Dollar decline continues 

Although the Central Bank of Myanmar (CBM) has purchased dollars from private banks to prop up the market, the dollar continues to depreciate against the kyat.

The central bank bought more than $36 million (48 billion kyats) in August with the dollar varying from 1,333 to 1,361 kyats.

The dollar is currently trading at around 1,350 kyats. In late March, the dollar was around 1,550 kyats and it hit 1,600 kyats in October 2019.

In the first six months of this year, the CBM said it bought more than $160 million (213 billion kyats) to make up for a sharp drop in the dollar’s value.

Cash for small businesses

The Department of Rural Development said the government had used more than 40 billion kyats from its village fund to support small, rural businesses hit by COVID-19.

The government’s “Cash for Work” project aims to mitigate the economic impact of COVID-19 on the rural poor.

Loans have been delivered to businesses in 1,710 villages, the department said.

Garment orders slump by 75% 

Garment factories are struggling as orders from the European Union for spring clothing have declined by more than half, according to the Myanmar Garment Manufacturers Association (MGMA).

Factories traditionally begin to produce spring clothing for the European market in August. But this year they only received an estimated 20 to 25 percent of the orders compared to 2019.

The garment sector mainly relies on the US and EU markets. Some factories are planning to reduce their workforces and temporarily or permanently close due to declining orders, the MGMA said.

Since the first COVID-19 case in Myanmar in late March, many factories have cut jobs and have been forced to either temporarily or permanently close.

Border exports decline

Myanmar’s cross-border exports fell by $37 million (49 billion kyats) from the same period last year due to COVID-19 restrictions, according to the Ministry of Commerce.

Exports were valued at $6.5 billion (8.6 trillion kyats) from October 2018 to August 2019. The figures for this financial year have fallen by $37 million.

The ministry said exports to China were hit the hardest because of Beijing’s heavy restrictions on border trade, imposed to avoid COVID-19 being reimported. Corn exports to China have been suspended since late August.

Drivers from Myanmar are also barred entry to China, further hampering trade, the ministry added.

Philippine digital firm opens in Myanmar

A Philippine-based creative digital marketing agency, Xiklab Digital, has officially launched operations in Myanmar and Singapore, the company announced.

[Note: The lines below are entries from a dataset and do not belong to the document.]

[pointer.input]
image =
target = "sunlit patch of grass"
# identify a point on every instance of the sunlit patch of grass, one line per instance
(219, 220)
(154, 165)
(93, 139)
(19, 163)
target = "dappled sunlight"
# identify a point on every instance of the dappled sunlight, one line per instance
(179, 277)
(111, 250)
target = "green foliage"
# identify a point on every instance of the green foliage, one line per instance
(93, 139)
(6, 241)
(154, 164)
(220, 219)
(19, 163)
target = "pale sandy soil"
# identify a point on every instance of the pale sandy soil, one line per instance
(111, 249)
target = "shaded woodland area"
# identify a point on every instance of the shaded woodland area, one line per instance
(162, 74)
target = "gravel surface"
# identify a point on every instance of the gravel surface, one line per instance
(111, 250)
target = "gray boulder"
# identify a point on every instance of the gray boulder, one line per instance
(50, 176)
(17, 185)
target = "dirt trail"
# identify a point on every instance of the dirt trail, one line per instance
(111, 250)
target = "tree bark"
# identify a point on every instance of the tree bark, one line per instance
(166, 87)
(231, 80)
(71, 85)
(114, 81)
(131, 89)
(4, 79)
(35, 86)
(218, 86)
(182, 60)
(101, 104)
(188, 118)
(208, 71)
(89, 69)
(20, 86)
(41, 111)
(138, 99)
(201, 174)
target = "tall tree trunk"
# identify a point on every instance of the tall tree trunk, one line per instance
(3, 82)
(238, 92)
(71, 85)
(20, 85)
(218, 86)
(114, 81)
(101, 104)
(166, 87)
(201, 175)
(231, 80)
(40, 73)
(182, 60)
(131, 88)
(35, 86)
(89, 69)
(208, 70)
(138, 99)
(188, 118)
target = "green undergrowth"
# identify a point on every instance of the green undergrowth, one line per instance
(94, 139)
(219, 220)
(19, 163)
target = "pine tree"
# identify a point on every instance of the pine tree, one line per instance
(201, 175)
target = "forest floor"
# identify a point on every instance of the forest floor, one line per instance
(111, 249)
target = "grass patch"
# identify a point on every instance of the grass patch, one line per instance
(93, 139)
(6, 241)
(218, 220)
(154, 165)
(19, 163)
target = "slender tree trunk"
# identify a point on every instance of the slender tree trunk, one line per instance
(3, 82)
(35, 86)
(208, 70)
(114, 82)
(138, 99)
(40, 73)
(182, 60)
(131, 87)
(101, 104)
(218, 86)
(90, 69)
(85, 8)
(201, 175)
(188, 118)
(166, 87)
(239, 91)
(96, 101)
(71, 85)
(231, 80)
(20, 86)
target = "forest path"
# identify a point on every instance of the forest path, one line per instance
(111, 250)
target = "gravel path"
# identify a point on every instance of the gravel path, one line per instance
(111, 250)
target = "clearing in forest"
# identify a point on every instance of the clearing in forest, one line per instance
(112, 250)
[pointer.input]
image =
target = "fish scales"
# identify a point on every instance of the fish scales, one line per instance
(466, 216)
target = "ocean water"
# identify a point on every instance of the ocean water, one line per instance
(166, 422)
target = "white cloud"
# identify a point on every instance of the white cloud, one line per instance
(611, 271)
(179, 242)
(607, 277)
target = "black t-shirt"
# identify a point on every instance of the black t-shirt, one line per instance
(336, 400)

The operation, called “Hello Xiklab Yangon”, is a joint venture with the Myanmar Golden Star (MGS) group, one of the largest conglomerates in Myanmar.

MGS is engaged in Myanmar’s beverage sector, banking and microfinance, hospitality, real estate, commodity trading and the media.

Xiklab said its services in Myanmar would provide services to the MGS group and other clients outside the group.